Art therapy has already been proven to be effective with children who act out: “It suggests that art made in the safe confines of the art therapy room may enable a child to
explore and express feelings that cannot easily be put into words. Instead of acting out
‘difficult’ feelings the child puts these into the object. This can then be shared with the
therapist.

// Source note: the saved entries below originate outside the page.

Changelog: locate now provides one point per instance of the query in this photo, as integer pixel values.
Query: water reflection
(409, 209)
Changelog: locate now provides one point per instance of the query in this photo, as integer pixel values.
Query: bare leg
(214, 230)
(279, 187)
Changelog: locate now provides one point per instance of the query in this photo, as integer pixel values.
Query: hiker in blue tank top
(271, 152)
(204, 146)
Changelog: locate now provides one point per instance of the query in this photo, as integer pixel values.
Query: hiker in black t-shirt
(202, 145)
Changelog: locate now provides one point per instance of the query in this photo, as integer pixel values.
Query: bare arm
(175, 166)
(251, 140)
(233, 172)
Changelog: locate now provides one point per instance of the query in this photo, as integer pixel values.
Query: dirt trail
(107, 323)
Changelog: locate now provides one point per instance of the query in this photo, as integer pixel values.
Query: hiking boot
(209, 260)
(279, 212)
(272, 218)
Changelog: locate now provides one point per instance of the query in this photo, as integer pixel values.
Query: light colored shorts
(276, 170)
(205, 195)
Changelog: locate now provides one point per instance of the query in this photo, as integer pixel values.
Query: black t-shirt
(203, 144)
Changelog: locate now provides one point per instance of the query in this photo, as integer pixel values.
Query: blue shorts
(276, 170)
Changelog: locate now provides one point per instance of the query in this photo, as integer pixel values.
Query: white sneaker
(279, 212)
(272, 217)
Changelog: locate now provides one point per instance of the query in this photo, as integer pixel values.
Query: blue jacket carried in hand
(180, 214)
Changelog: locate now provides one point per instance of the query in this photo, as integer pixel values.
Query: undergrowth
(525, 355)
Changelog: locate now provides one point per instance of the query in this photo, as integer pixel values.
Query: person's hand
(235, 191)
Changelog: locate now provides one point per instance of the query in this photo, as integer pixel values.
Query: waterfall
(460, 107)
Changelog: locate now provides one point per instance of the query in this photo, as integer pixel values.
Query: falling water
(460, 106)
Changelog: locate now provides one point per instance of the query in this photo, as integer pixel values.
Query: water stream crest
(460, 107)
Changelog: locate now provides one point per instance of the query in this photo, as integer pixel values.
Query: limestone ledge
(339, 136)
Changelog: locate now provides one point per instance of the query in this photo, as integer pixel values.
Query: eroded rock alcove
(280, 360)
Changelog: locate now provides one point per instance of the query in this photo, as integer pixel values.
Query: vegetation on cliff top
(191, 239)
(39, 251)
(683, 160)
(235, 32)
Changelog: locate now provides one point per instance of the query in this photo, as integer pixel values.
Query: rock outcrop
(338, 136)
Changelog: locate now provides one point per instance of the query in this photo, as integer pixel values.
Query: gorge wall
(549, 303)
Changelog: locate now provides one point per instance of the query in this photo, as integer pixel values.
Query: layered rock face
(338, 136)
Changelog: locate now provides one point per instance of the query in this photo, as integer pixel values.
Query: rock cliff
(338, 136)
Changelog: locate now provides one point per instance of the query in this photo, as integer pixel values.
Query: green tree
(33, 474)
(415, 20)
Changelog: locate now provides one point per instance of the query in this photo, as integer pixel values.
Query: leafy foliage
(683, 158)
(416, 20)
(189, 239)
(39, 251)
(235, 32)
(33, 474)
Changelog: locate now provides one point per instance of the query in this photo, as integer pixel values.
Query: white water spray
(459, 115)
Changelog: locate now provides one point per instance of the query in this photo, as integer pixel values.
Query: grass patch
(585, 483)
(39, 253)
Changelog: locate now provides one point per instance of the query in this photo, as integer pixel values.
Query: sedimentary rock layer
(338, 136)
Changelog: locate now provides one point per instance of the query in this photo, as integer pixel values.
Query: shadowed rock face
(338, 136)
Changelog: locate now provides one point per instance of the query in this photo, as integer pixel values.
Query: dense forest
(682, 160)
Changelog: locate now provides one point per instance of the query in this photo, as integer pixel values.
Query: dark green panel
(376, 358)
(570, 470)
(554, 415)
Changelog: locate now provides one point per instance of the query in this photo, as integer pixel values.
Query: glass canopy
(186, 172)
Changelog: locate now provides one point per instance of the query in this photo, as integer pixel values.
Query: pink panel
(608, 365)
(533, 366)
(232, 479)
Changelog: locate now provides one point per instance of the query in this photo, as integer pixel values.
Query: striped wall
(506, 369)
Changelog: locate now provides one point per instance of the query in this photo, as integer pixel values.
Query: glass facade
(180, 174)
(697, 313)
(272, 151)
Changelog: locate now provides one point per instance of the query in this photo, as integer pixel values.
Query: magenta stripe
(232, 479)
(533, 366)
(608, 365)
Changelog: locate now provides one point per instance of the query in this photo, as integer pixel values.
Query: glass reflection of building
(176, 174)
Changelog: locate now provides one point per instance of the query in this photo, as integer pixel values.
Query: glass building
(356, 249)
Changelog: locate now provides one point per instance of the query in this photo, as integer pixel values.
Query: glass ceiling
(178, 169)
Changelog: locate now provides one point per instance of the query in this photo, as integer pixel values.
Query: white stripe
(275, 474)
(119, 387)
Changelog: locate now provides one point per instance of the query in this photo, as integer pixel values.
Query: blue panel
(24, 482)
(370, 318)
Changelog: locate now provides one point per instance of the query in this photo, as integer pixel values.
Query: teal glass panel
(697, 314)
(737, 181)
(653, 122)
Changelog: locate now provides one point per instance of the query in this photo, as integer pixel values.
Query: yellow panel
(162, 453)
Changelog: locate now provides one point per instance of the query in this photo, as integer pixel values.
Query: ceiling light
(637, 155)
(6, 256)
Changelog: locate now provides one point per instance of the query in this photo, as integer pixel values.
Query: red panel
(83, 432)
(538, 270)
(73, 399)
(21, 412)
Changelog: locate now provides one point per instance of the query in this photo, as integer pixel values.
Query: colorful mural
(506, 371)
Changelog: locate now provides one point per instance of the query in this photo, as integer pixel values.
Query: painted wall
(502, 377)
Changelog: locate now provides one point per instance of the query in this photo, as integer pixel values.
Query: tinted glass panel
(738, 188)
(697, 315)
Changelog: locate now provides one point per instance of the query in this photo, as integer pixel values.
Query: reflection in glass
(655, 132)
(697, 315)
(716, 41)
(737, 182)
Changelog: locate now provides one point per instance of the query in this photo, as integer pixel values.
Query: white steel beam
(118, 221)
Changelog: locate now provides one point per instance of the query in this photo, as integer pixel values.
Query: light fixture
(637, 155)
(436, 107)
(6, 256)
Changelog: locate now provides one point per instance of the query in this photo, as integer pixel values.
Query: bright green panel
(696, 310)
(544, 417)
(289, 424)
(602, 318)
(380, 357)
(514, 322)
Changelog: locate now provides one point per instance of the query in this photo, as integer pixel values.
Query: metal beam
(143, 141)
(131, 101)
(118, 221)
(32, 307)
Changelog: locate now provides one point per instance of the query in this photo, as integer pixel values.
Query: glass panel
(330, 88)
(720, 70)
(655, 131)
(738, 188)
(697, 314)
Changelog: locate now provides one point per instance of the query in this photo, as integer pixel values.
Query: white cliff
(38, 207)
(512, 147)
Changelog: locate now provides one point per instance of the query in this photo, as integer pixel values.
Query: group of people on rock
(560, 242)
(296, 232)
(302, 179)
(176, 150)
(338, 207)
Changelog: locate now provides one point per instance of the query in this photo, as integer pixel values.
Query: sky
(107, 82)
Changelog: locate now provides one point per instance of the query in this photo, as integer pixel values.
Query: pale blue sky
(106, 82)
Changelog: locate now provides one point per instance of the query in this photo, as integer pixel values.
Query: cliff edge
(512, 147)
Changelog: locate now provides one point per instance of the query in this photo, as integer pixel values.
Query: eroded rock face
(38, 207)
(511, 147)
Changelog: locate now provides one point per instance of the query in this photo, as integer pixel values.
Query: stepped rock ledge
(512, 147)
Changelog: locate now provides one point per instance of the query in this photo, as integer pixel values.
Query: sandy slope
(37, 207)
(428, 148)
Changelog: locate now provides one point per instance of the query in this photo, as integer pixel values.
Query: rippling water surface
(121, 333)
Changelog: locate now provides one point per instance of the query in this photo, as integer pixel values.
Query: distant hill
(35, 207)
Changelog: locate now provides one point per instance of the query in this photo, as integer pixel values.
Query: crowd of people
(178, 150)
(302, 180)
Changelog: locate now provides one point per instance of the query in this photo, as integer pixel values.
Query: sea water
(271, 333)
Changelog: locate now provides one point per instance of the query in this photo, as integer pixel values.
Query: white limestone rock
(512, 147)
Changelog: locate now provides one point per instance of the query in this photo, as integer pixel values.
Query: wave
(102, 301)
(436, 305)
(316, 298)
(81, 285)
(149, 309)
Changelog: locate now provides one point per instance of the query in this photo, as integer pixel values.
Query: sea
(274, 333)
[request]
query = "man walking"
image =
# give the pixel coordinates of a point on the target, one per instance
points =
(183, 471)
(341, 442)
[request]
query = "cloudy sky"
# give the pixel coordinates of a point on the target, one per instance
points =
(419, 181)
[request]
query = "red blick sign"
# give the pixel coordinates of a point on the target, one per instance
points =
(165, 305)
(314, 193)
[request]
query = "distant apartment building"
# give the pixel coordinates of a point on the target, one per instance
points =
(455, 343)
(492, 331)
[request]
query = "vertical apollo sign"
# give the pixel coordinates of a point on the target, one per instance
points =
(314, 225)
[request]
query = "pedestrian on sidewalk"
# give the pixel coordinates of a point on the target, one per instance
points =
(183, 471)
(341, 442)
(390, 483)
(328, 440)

The art can act as a ‘container’ for powerful emotions, and can be a means of
communication between child and art therapist” (Waller, 2006). In many ways, adults who engage in self-harm are emotionally stunted, and have coping skills that are akin to that of a child. Furthermore, some clients who engage in self-harm aren’t going to want to journal, as they will have certain feelings they can’t put into words. This is exactly why art therapy or exercise can be so beneficial. It offers a release that allows the human body to get rid of pent up emotions that demand to be addressed. Another study found that art therapy when combined with cognitive behavioral therapy could reduce many of the symptoms that led to self-harming behavior in individuals who had been sexually abused (Pifalo, 2006). For example, things like under-response, hyper-response, depression, post-traumatic stress, dissociation, anger, anxiety, sexual preoccupation, sexual concern, and sexual distress were all reduced when given art and cognitive therapy (Pifalo, 2006). Thus, this therapeutic approach has high rates of effectiveness and is worth attempting with patients on a case-by-case basis. However, it might be difficult to convince patients to even try it, particularly the ones who are very attached to self-harming behaviors or who have been doing such behaviors for a very long time. In terms of an intervention for nursing, these methods offer tremendous promise, and nurses everywhere have to a duty to familiar with their efficacy.